China is moving forward with the accelerated development of its central bank digital currency, the digital yuan (e-CNY), following the approval of a new action plan by the People’s Bank of China (PBOC). According to official disclosures, the “Action Plan on Further Strengthening the Construction of Digital RMB Management Service System and Related Financial Infrastructure” will come into force on January 1, 2026, marking a new phase in the country’s digital currency strategy.
The action plan establishes a comprehensive framework for the standardized issuance, management, and supervision of the digital yuan within China’s financial system. The PBOC emphasized that the primary objectives are to enhance payment system efficiency, strengthen financial stability, and modernize monetary infrastructure. Deputy Governor Lu Lei highlighted that the central bank will retain full control over the technology and governance of the digital yuan, ensuring centralized oversight of its core systems.
China’s digital currency research began in 2014, with the formal launch of the DC/EP (Digital Currency/Electronic Payment) initiative in 2016. Since then, pilot programs for the digital yuan have steadily expanded across domestic and select international use cases. These pilots rely on a hybrid architecture that combines account-based mechanisms with elements of blockchain technology, allowing transactions through software wallets or offline-capable hardware wallets.

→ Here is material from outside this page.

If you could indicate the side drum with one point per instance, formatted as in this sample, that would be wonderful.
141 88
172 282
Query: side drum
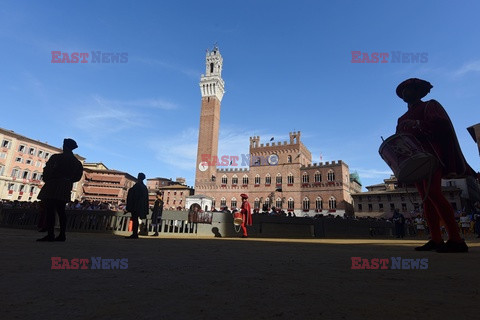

By the end of November 2025, digital yuan adoption had reached significant scale, with approximately 3.48 billion transactions totaling 16.7 trillion yuan. More than 230 million individual wallets and over 19 million institutional wallets have been opened. In cross-border payments, the mBridge platform processed over 4,000 transactions, amounting to nearly 387 billion yuan, underscoring China’s ambitions in global digital currency infrastructure despite international scrutiny.
Although the Bank for International Settlements withdrew from mBridge over concerns related to sanctions and global currency dominance, Chinese authorities have continued refining digital yuan policies. The updated plan reaffirms the two-tier operational model, where the PBOC sets standards while commercial banks handle user-facing services. Banks will also be permitted to offer interest on digital yuan balances, encouraging wider adoption, even as regulators intensify oversight to curb renewed cryptocurrency speculation.